クラウドは淡々と美夜を優しく見つめながら話した。


「ちょっと、待った!!!」


いきなり天使だと名乗ってきて、姉の願い事を叶えるために自分の家に厄介にならせていただきます・・・、なんて、淡々と言っているクラウドに淳は食いついてきた。


「何か問題でもあるでございますデシか?淳さん?」

「姉ちゃんの願い事を叶えるためにいらっしゃったのはわかりました!全然かまいません!ですが、なんでクラウドさんがうちに厄介になる必要があるんですか???」


淳は半ギレになりそうな自分を必死に抑えながら、(淳なりに)冷静にクラウドに話しかけた。

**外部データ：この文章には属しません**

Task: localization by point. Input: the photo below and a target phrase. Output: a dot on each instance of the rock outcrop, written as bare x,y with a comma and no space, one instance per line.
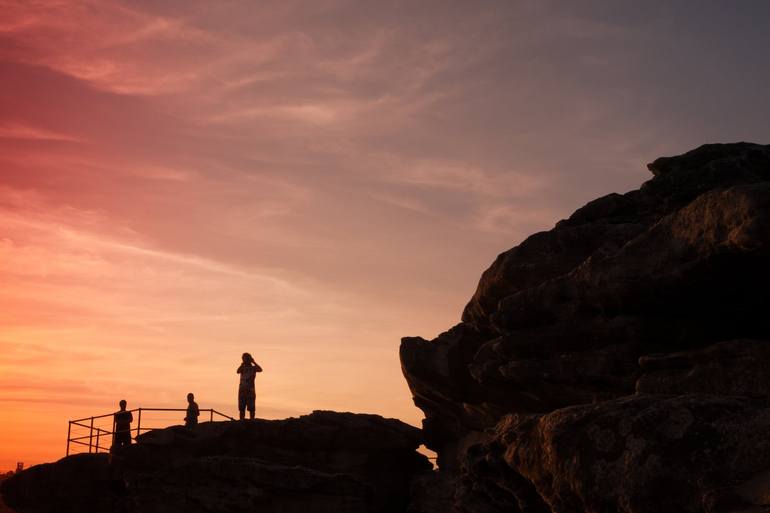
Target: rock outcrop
662,290
322,462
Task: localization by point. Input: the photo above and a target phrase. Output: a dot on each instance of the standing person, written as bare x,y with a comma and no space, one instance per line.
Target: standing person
246,393
191,420
123,420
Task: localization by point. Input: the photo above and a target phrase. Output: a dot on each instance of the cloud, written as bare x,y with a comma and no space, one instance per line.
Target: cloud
20,131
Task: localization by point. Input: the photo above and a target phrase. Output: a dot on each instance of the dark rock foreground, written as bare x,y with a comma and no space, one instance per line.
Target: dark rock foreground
618,362
322,462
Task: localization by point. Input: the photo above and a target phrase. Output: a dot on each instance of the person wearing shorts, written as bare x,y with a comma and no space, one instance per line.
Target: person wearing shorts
246,393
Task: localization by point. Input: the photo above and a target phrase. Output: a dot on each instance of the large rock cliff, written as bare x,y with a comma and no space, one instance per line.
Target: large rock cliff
616,362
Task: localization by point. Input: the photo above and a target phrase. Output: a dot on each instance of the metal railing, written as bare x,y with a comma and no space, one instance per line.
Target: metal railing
96,434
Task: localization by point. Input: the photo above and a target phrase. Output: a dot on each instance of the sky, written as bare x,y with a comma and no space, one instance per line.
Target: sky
309,181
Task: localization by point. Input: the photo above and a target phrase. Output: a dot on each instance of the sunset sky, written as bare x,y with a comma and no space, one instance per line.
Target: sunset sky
183,181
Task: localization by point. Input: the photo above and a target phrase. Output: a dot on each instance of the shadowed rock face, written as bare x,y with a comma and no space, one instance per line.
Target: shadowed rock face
323,462
675,274
639,454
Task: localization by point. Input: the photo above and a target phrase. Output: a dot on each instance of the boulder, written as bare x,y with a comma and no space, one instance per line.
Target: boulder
563,318
638,454
322,462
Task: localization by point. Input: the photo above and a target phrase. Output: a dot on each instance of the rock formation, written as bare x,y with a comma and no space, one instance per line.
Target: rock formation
616,363
541,399
322,462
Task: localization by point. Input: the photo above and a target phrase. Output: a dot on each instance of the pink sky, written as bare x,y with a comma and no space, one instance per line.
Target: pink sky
309,181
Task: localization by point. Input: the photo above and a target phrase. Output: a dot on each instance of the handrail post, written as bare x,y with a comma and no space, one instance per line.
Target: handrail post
91,435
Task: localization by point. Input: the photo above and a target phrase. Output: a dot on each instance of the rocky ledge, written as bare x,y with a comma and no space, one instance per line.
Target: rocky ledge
618,362
322,462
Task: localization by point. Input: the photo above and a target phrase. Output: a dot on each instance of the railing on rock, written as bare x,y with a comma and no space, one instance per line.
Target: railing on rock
97,434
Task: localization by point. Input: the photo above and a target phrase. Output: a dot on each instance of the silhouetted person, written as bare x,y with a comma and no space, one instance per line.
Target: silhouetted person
246,393
123,420
191,420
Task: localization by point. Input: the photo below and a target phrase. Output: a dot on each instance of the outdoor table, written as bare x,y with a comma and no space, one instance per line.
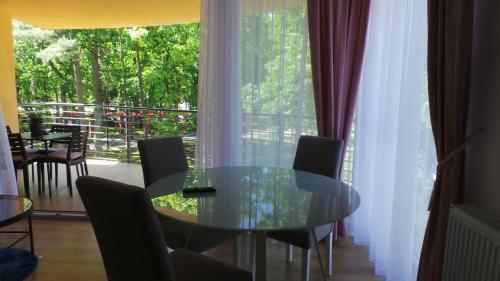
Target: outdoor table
45,138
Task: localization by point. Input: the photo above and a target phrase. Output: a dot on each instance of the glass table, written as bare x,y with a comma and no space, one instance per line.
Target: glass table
255,199
12,210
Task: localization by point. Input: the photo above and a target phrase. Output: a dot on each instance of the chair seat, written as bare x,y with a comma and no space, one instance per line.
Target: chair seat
190,266
61,156
301,238
201,239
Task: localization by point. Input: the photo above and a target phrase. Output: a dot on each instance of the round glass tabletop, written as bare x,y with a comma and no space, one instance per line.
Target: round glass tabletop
13,209
254,198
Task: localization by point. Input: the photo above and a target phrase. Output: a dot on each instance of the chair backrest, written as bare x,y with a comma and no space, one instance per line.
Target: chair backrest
85,142
65,128
319,155
17,145
127,230
161,158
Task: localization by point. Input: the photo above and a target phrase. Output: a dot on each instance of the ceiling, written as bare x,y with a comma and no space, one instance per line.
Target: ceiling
75,14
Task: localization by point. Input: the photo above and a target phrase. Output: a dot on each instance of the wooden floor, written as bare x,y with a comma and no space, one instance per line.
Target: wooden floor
69,250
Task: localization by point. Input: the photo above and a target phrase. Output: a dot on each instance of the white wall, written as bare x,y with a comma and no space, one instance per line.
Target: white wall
483,155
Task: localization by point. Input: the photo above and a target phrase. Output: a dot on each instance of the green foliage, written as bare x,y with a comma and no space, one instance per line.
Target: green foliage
46,61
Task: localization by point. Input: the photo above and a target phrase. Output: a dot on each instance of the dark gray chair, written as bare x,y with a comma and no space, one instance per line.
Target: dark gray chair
320,156
164,157
131,241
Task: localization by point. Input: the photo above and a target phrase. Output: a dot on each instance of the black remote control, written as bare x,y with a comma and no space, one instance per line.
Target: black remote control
199,190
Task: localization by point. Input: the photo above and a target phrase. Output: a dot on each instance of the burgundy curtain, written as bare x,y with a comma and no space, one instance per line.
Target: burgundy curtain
337,32
449,62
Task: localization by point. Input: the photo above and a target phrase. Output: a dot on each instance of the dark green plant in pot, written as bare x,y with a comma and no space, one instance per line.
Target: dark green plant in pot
36,123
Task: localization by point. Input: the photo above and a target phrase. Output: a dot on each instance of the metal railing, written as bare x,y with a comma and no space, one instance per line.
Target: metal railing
114,130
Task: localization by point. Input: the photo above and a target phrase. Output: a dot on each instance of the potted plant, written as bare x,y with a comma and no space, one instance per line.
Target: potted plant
36,124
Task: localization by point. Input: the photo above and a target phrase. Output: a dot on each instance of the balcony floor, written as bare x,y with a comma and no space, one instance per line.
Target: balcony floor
69,250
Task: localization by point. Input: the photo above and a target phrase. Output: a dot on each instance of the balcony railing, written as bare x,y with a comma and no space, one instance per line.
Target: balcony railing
114,130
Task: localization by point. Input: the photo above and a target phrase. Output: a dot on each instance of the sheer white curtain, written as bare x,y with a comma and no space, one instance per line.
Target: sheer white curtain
8,184
255,91
394,150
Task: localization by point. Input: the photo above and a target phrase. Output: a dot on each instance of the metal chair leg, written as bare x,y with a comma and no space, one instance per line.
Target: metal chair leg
289,252
68,179
329,254
26,179
33,173
39,178
306,265
86,168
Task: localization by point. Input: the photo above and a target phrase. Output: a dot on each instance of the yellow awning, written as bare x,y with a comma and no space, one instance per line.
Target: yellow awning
72,14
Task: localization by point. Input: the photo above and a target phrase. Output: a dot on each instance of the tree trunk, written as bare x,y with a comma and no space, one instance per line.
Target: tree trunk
97,92
33,87
139,74
78,79
62,92
96,79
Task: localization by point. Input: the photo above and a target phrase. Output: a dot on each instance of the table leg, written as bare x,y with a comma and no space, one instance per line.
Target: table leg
260,256
49,172
319,254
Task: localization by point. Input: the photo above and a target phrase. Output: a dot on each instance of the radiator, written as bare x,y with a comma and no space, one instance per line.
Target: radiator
472,250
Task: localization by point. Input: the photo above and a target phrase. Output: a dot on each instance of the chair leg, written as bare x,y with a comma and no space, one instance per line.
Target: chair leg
289,253
329,254
306,265
26,176
49,178
42,175
68,178
56,178
39,178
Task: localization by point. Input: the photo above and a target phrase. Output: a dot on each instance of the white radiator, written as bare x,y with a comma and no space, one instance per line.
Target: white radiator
472,245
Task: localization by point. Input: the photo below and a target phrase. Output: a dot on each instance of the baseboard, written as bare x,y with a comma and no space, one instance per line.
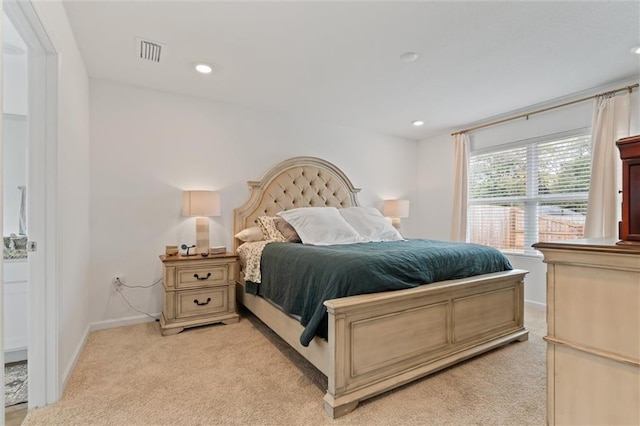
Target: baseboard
537,305
120,322
15,355
74,360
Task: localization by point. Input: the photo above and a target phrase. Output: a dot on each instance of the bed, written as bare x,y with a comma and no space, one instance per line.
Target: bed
376,342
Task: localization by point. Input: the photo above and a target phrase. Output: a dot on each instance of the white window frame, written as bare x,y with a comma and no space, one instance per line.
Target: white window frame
530,200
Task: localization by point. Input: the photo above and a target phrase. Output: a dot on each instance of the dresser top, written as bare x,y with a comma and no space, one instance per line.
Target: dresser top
180,258
607,245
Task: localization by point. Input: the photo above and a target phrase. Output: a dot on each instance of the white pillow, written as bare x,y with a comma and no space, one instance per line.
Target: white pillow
253,233
370,224
321,226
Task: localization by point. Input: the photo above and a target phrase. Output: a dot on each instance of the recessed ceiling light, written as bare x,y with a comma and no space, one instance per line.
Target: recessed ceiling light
409,56
203,68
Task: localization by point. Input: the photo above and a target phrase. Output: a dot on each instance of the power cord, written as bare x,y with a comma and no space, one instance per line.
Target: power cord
120,284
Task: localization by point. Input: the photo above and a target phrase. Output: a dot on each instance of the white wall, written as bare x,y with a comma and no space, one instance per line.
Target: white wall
14,162
72,186
436,169
147,146
14,69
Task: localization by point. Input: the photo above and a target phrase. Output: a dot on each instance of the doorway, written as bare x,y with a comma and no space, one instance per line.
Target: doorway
34,89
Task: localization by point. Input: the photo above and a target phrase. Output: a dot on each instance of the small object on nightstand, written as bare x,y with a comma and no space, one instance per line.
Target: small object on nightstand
187,248
218,250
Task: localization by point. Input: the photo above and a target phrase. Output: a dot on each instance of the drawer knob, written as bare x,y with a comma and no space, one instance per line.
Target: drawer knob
202,303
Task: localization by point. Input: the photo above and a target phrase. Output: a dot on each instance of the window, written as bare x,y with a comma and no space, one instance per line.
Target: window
529,192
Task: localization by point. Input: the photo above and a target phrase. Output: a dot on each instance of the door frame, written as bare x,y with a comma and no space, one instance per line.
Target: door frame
44,382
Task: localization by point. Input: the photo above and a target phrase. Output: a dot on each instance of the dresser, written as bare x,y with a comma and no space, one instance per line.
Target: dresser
197,290
593,332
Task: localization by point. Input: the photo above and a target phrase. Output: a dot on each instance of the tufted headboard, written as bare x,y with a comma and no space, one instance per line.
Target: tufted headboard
296,182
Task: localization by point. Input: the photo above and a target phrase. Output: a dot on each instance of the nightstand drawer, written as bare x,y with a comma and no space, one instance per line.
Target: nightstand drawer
202,302
204,276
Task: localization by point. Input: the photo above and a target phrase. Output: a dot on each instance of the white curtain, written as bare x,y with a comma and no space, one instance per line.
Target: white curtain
611,121
459,216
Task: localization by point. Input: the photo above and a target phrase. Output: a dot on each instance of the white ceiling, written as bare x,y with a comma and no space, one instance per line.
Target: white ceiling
339,62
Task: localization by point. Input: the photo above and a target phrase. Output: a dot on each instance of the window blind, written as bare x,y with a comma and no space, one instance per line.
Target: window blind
529,193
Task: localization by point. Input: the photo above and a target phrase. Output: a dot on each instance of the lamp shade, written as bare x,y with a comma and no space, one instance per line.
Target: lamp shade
395,208
201,203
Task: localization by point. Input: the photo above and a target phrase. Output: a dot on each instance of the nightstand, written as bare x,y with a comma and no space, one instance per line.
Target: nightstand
197,290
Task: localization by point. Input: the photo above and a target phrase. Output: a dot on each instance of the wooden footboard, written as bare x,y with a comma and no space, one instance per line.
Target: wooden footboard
381,341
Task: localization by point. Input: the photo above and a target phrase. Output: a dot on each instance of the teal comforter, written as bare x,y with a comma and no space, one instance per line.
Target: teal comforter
299,278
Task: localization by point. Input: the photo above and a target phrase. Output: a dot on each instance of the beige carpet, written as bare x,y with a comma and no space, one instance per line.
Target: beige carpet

「淳さん。少し、落ち着かれたほうがよろしいかと思いますのでございますデシが・・・。」

「とにかく、うちに厄介になるというのは納得できません!」


淳はクラウドの涼やかで冴えた鋭い瞳に見つめられながら、必死に言い返した。


「淳さん。ですからでございますデシね。

さっきも申し上げた通り、美夜さんの願い事を叶えるのは、しばらく時間がかかるのでございますデシ。

わたくしが美夜さんのお傍に四六時中いないと、いつ、美夜さんの願い事を叶えるチャンスがやってくるかわからないでございますデシ。」

「それじゃあ、24時間四六時中、クラウドさんが姉ちゃんの傍にいるんですか?」

「そうでございますデシね!着替えや入浴、お手洗いや寝るときなどはさすがに離れておりますのでございますデシが、それ以外はいつでもどこでも、四六時中、美夜さんのお傍にいさせていただきますでございますデシ!」

「姉ちゃん!!!いったい、どんな願い事をしたんだよ???」


クラウドの淡々と言うセリフに少し驚きながらも、淳は呆れて姉の美夜を見つめた。

美夜はただ、顔を真っ赤にして、唇を噛みしめ、うつむいていた。


「僭越ながら、淳さん。たとえご家族でも、秘密にしておきたいことはいくらでもあると思いますでございますデシ。それが自分の願い事だったら、なおさら秘密にしておきたいものだと思いますでございますデシ!」

「はい・・・。すいません・・・。」


淳はクラウドの冴えた鋭い瞳で睨まれて、黙ってしまった。


「生活費のことなら、一切、ご心配には及びませんでございますデシ!」


そう言いながら、クラウドは持っていたダークブラウンのスーツケースから分厚い茶封筒を取り出した。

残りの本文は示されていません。